When you implement a plan like this, you need to have a plan A, a plan B, and perhaps even a plan C. Sometimes implementing the fix can cause problems with something else or it’s not able to be implemented in the way that you thought. This might also be a good time to have a back out plan. If you implement this and something else is having a problem, you need to have some way to get everything back to the way it was before you started this process. When the change control window arrives, you now have exactly a plan of what needs to be done during this very short window.

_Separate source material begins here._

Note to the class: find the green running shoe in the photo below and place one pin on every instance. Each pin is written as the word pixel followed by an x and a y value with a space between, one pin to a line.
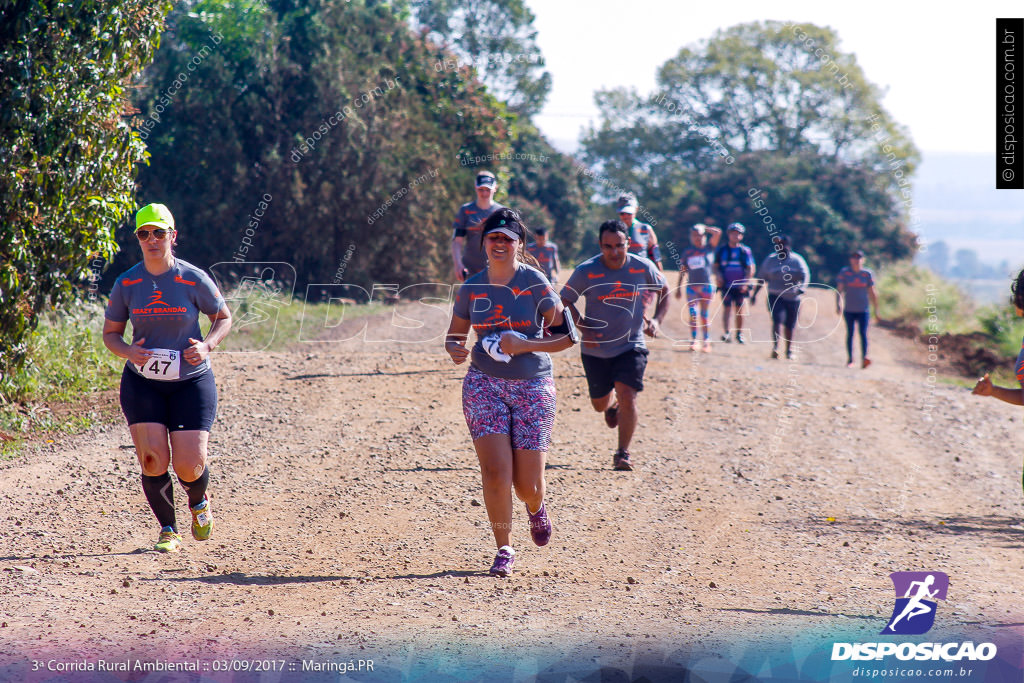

Sometimes you may need third party assistance to be able to get everything done at once, and it’s at this phase where you’re really doing the work to implement the fix. We don’t know if we really fixed anything until a test has been done. So a test should be a normal part of your implementation plan. You may even want to bring in the customer or the end user and have them perform the test as well so they can determine if this really resolved the problem or if the problem still exists.
This might also be a good time to put in a preventative measure. That way we can put some things in place that might help prevent this problem from occurring in the future. There’s nothing more frustrating than running across a problem and realizing this is the exact same problem you had a year ago except you can’t remember how you fixed it a year ago. That’s why documenting exactly what happened is so important. You can document what this problem was and what your fix was for this particular problem, that way you can refer back to it at any time in the future.
You might also want to create a database for this information. It’s common for Help Desk software to have ticketing features and database functionality built in so that when somebody is opening a ticket, you can reference things that have already been done to fix this problem in the past. If you want a good example of how documentation could help you, you should look at this document from Google Research.
This is “Failure Trends in a Large Disk Drive Population.” Google documented every time a hard drive failed, the circumstances around that hard drive, how long the hard drive had been installed, and many other characteristics. And from that, they were able to make a determination and a prediction on when drives might fail based on all of this documentation that they created. So that’s our network troubleshooting process. We’ll identify where the problems are, we’ll create some theories about resolving the issue, and then we’ll test those to see if they really resolve the issue.
And if they do, we can then create a plan to implement the fix. We can actually put the plan into place, make sure that everything is working properly at that point, document what we did, and now everything is back up and running. And by following these very standard set of troubleshooting tasks, we can resolve any type of issue we might find on our network.